The role of the Probation Service - Justice Committee Contents


Written evidence from Excalibur Procurement Services Limited (PB 76)

1.  I have been closely following the oral evidence currently being provided to the Justice Committee on the Role of Probation. We have been working with Probation and NOMS since 2006 and have been closely involved in the transition from Probation Boards to Trusts as well as advising Ministers during the passage of the OM Act through parliament and project managing the introduction of the first wave Probation Trust contracts. We are currently working with 10 Probation Trust as well as providing commissioning support and training to many others through a collaborative partnership with the Probation Association.

2.  Although we have not been called to give evidence to the Select Committee, I felt our in depth knowledge on the commercial capabilities of the Probation service may be useful in informing the Committees understanding of the issues that will influence the development of a more commercially astute and fully integrated probation service in local communities.

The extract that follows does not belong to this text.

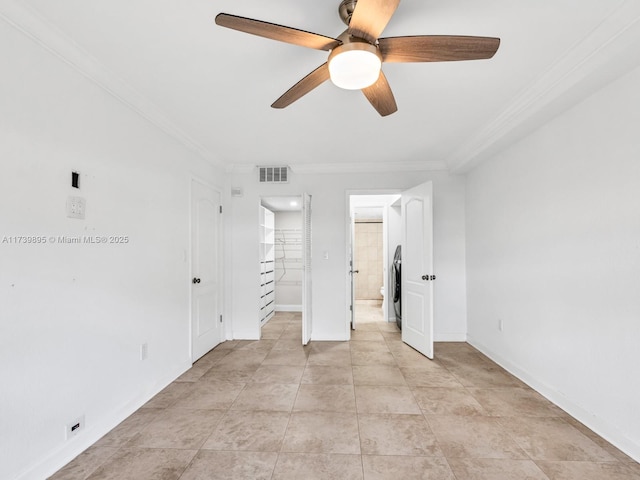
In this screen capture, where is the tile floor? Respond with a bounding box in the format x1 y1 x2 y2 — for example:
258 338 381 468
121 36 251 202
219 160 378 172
51 307 640 480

3.  I have attached a report for the Select Committees information that we published in October 2010.(not printed) This provides and assessment of probations commissioning capabilities at that time. I am pleased to say that our prediction in the report that Trusts commercial capabilities would continue to develop at pace is proving to be correct with most now taking a more hardnosed business approach to service delivery and commissioning strategies.

4.  However as a businessman with significant experience in the commissioning of community based services, I am extremely concerned that the NOMS and MoJ approach to market testing probation services is driven by the need to save money rather than ensuring efficient and effective services that are sustainable. There is a danger that people within NOMS and the MoJ are treating community based offenders as a form of commodity and that these offenders exhibit a similar compliant nature to those offenders in prison. Even more worrying is that the larger private sector providers also adopt the same approach and have based their whole commercial business strategy on this rationale. This is a dangerous assumption and the risks of not understanding the true dynamics of this offender group will not only end up costing more through higher levels of enforcement but also result in a degradation of quality and increased levels of reoffending. Those who work in probation know that they are dealing with a chaotic group of individuals who are not contained and require very different management to those offenders in prison.

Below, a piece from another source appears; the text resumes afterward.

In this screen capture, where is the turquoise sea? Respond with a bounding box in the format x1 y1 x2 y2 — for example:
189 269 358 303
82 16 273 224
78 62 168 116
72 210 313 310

5.  The voluntary sector is also in my view culpable in fundamentally misunderstanding the role of the probation service and I am increasingly concerned at the number of larger voluntary organisations who are actively seeking to take over the delivery of a whole service. What they are not taking into account is the stringent conditions that a Probation Trust has to operate both in terms of reporting but also in the lack of business flexibilities and maintaining high quality standards. They are assuming that they would run a probations service in a similar way to their own operation which would not be the case. One needs to question whether they would be as interested if they had to meet many of the requirements imposed on a current Probation Trust or whether a Trust freed of some of the constraints would in fact be able to deliver services in a very different way.

6.  I would like to assure the Committee that I am not advocating that Probation Services remain in the public sector, in fact the ten Trust I am working with are using our services primarily to help them introduce a mixed economy delivery model that sees services delivered by providers best suited to meet the need. What I am advocating (as recognised as best practice in commissioning) is that the commissioning decision is taken as close to the point of delivery as possible, which means at a Trust level. The benefits of this approach are that Trusts become true commissioners of services, pooling resources and making commercial decision in collaboration with local partners from all sectors that are designed to meet local offender needs. This will ensure that offenders undertake and complete the appropriate punishment issued by the Court but are given the necessary support in the community, by the community to ensure they do not reoffend. National contracts by their nature will distance the local involvement and lead to high central procurement and contract management costs, poor governance and increased risk, which in a probation environment is likely to lead to public protection issues.

7.  I and many other commentators recognise that historically Probation Trusts have been seen as the "delinquent child" of the criminal justice sector and that the proposed MoJ market testing strategy is a thinly disguised mechanism designed to finally get rid of the service altogether. I would however urge caution in adopting this approach because it is clear that many really do not recognise the level of complexity in delivering probation services. It is also clear that some politicians favour moving probation back under the control of local government (the Scottish model) but one only has to look at the current problems in social care to soon see that probation services would soon become a small cog in a big wheel and offender management would likely suffer accordingly.

8.  The natural commercial evolution currently underway in Probation Trusts is testament to their renewed commitment to become more businesslike. This and the reduction in their budgets together with an insistence (thorough their contract with NOMS) that they themselves market test offender services, would in my view be enough to see a mixed economy in service delivery as well as a much more integrated local service. It would also be less costly than implementing a significant central programme of market testing.